This Land Is My Land
Lots of property owners have profited from the gentrification of near-downtown neighborhoods in the District. The Robinson brothers came close to cashing in on their land, too. Instead, they’re sitting on it.
Cover Story
Around 6:40 each weekday morning, at his home on 14th Street NW, Tommy Robinson loads a paint-splotched aluminum ladder lengthwise onto his vintage Ross bicycle. He hangs an old, scuffed white bucket on one of the handlebars, and then he rolls his haul down the sidewalk and through the back alleys of Logan Circle.
His destination is a roughly 12-by-10-foot patch of dirt off 13th Street NW that his family has owned since 1983. There he parks his bicycle, stands his ladder, and sets down the bucket that holds just about everything he might need for the day: some snacks, a small Styrofoam cooler filled with water, and court documents, marked by the District of Columbia Superior Court’s Civil Division, stuffed in a Target shopping bag.
Then, with all his belongings tucked inside, he sits on the open end of the bucket.

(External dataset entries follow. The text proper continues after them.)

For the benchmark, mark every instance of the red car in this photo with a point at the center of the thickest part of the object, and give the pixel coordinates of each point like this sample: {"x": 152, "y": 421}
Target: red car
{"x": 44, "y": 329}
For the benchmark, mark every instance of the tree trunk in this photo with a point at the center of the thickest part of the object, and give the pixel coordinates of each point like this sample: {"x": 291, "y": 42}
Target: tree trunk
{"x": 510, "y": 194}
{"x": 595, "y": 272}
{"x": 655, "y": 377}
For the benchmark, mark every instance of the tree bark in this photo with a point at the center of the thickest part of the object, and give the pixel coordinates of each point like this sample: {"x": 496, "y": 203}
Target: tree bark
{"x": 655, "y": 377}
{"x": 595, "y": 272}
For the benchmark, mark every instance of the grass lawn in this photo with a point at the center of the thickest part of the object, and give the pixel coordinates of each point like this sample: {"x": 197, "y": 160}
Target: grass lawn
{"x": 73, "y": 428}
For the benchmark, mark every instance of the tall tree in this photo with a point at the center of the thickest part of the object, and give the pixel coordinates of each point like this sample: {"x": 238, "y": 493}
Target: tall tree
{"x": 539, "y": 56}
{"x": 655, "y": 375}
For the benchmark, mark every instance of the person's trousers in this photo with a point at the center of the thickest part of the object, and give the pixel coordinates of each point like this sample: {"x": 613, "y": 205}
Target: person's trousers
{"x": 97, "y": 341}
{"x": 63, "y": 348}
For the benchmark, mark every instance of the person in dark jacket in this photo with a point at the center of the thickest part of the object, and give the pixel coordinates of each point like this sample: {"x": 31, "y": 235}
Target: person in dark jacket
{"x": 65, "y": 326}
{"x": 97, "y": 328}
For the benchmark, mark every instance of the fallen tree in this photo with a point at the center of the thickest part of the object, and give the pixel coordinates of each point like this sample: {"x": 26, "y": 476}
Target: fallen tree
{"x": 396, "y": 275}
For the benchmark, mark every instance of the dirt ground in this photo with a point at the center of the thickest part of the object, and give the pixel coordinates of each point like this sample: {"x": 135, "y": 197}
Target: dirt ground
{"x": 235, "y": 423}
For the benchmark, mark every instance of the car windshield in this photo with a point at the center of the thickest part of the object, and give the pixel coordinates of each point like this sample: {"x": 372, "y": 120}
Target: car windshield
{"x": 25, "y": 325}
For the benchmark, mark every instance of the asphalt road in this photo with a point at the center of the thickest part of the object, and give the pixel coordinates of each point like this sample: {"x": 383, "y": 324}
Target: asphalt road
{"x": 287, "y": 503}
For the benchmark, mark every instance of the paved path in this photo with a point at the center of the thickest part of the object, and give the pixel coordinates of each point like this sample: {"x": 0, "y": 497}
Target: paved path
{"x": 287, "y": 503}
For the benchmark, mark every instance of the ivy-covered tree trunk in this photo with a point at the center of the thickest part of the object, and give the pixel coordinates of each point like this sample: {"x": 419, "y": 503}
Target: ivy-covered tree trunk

With the exception of brief bathroom and lunch breaks, Tommy rarely leaves the bucket until after 4 p.m., when he considers the workday over. He has no radio or television on his lot, and he never brings anything to read. For the most part, he just sits there. On cold days, he’ll sway on his bucket or occasionally walk down the alley to generate some heat. When rain or snow threatens, he wears a heavy-duty plastic bag with holes for his arms and head punched through. On his head, he wears a thick hunter’s cap and tops it with a green hard hat.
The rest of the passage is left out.